Search Filesystem

  • What would be a good aproach for finding files containing a matching text string?

    Given a particular directory loaction, with recursive action on sub folders.

    There are around 60 subdirectories.

    A total of around 1200 files

    Each file averaging 100k

    About 95% are word documents, plus some XLS, some MSG(email).

    Likely performance indicators would be helpful..

    Thanks ...

  • My first thought is that I would not do this in SQL. I might use SQL to store saved terms. Or even pull the files into a table with a full-text index.

    I guess I would need to know more about what you were trying to accomplish before I give greater detail.

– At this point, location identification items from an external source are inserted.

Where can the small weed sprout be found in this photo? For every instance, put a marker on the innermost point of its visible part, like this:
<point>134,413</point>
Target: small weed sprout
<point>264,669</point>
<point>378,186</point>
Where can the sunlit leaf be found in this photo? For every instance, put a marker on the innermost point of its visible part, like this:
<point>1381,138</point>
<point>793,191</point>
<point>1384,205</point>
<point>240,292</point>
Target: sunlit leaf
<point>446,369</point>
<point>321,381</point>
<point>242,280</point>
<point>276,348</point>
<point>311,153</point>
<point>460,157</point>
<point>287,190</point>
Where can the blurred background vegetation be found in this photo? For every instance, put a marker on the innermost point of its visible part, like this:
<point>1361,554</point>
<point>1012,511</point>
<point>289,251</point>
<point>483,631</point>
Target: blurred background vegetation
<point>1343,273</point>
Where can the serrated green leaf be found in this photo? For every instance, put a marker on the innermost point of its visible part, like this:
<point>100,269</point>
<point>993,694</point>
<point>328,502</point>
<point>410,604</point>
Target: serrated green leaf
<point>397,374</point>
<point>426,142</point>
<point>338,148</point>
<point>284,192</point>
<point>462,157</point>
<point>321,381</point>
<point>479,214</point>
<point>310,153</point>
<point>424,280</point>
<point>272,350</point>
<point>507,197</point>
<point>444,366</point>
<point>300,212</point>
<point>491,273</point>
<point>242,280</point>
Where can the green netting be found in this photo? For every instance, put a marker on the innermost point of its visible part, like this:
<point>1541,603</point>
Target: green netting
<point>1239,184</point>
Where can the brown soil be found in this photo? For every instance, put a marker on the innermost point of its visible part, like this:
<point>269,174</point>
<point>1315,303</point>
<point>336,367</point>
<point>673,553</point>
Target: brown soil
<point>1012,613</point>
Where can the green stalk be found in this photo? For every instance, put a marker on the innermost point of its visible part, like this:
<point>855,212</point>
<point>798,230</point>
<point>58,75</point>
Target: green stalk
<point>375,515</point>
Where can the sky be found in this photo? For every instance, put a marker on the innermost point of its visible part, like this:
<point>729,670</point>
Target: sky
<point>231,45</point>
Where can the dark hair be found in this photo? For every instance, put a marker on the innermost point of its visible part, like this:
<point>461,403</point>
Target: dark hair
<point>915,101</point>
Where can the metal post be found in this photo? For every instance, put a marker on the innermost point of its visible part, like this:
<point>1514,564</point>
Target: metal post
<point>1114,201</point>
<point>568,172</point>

    Do these files change often?

    CEWII

  • A bit more info:

    The Word documents are a type of merge template:

    They might look like this in the word doc:

    -------------------------------------------------

    Client Names(s):Client TypeMatterMatter Description

    [&client.name][?.clienttype][*Matter.EntityRef]. [Matter.Number][Matter.Description]

    Client Address:

    [~Matter.CorrAddress1]

    [~Matter.CorrAddress2]

    [~Matter.CorrAddress3]

    [~Matter.CorrAddress4]

    [~Matter.CorrPostcode]

    [SQL: EXEC up_DoSomeStuff '[m.entityref]', [m.number]]

    -------------------------------------------------

    So a real mix of document letter text, merge codes and some SQL server statements.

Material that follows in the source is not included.